The application was lodged on 19th Nov 2016. The date we stated our relationship became de facto was 21st Dec 2014. That was the date we became a couple.

Would you like to take a look at my list of evidence? I can generate my checklist if you will and go from there.

We haven't registered our relationship. We are in the U.K. and I wasn't aware that this was possible.

On a side note, the gym that we both attend together has agreed to provide a membership letter for us. What should be included?


----------



## Mish (Jan 13, 2013)

You can post the list of evidence in this thread if you want.

So both of you are living in the UK? I assume you have applied for the 309 and not the 820 then as the title of the thread indicates.

They will need to say how long you have both been members of the gym and the address that they have for you and of course both of your names.


----------



## Mania (Sep 7, 2016)

Barron91 said:


> A tad harsh to brand my application as "poorly prepared" when you don't know the full details.
> 
> I agree that re-applying if refused would be more costly but I don't feel like we have missed anything major. I'm looking for advice as to what else I could include and what additional they could potentially they are looking for.


Sorry I was a bit blunt, not my intention.

When I say a poorly prepared application I mean one that requires further information to be considered complete, as in this instance.

The issue you have is you don't believe you missed anything major, but it appears that the person assessing it has decided that you are. As such a look over your information by a migration agent should be able to identify what further items you need to add.

In relation to a cost, it would depend on how much work is required, an initial consult will be around the $200 mark - there's a few agents on here, sending the them a PM to ask for an approximate cost will cost you nothing.

I know the question was aimed at Mish - but if you have a checklist of what you have provided so far I'm sure there's a few people here that can give you fairly helpful pointers.

Having said that - I can't stress how important it is that you get proper advice, preferably professional.


----------



## Barron91 (Nov 6, 2016)

Mish said:


> You can post the list of evidence in this thread if you want.
> 
> So both of you are living in the UK? I assume you have applied for the 309 and not the 820 then as the title of the thread indicates.
> 
> They will need to say how long you have both been members of the gym and the address that they have for you and of course both of your names.

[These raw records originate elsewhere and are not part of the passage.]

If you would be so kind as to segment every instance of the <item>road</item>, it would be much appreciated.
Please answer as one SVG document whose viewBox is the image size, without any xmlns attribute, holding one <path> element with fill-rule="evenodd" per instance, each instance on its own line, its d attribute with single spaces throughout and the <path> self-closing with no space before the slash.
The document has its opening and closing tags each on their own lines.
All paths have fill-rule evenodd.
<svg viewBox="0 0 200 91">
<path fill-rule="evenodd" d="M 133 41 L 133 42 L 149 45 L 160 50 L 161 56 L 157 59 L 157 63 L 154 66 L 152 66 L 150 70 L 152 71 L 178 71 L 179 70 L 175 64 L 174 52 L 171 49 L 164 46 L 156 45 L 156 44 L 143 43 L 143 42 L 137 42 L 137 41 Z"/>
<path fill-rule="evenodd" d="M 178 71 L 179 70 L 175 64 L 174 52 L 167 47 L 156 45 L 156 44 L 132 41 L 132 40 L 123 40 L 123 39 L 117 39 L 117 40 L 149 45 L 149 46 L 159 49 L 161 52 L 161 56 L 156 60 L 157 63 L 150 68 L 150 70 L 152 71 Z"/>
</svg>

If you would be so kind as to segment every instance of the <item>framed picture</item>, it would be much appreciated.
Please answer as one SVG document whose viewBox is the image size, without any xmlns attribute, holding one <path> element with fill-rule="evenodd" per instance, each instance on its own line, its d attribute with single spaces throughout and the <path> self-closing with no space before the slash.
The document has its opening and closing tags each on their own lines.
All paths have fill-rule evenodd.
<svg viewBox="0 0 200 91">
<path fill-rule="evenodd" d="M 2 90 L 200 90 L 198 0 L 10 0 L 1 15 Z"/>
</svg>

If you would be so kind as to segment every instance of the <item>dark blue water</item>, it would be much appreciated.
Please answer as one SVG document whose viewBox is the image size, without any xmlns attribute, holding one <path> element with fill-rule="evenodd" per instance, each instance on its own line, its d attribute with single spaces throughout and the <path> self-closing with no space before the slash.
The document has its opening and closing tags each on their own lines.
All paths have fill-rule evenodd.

Now I feel completely idiotic. Yes we have applied for the 309 but the visa codes are all bundled into one and I thought it was 820 and moving into a 801 rather than 309 into 100. I got it the wrong way around 

In regards the gym membership, that is find. He will be able to include that information.


----------



## Barron91 (Nov 6, 2016)

Here is the list of my evidence. I have typed it from my IMMI account.

Let me know if anything glaringly obvious is missing.

Supporting statements

Form 888 x 2 from Australian citizens (parent and friend)
Written supporting statement x 3 (2 x my friends and 1 x GF's friend)

-	Bank statements of money transfers for holidays (Mallorca, Amsterdam, Australia)
-	Mallorca holiday 2015
-	Amsterdam payments 2015/2016
-	Payment of flights to Australia (Dec 2015 - travelled March 2016)
-	Train ticket payments from March 2015 travelling to see GF in Manchester
-	Additional train tickets from March 2016 to showing length of travelling commitment. 
-	Scanned bank statements showing sharing of finances. Buying shopping and little things like that. 
-	Scanned copies of train tickets to Manchester 1xA4 sheet. *Is it worth including more tickets? I have a huge pile of them with a range of dates.*
-	Photo timeline with captions showing travel to various places together. Evidence of these months and things we did. Oct 2014, Dec 2014 including facebook relationship status update, Jan 2015 Edinburgh, Feb 2015 Bamburgh Castle, April 2015 Easter, June 2015 Bike ride, July 2015 attending my Uni graduation, July 2015 Mallorca holiday, Oct 2015 John Rylands Library and Musuem in Manchester, Dec 2015 building snowmen together, Dec 2015 Christmas markets in Manchester, Dec 2015 photo of us going to dinner for anniversary (taken from facebook), Dec 2015 GF spending Christmas with me and family, Jan 2016 Amsterdam new year, March 2016 GF's facebook status showing her message saying goodbye to Manchester to move in with me, March 2016 Featherdale Zoo Australia, March 2016 camping at Patonga with GF's family, June 2015 attending christening together, June 2016 photo of Sunday lunch we cooked together, Aug 2016 Creamfields music festival, Sept 2016 cousins wedding together, Sept 2016 picking conkers from trees, October 2016 Belgium/Denmark/Poland photos, Oct 2016 carving pumpkins, Nov 2016 celebrating GF's birthday. Application submitted so no further photos.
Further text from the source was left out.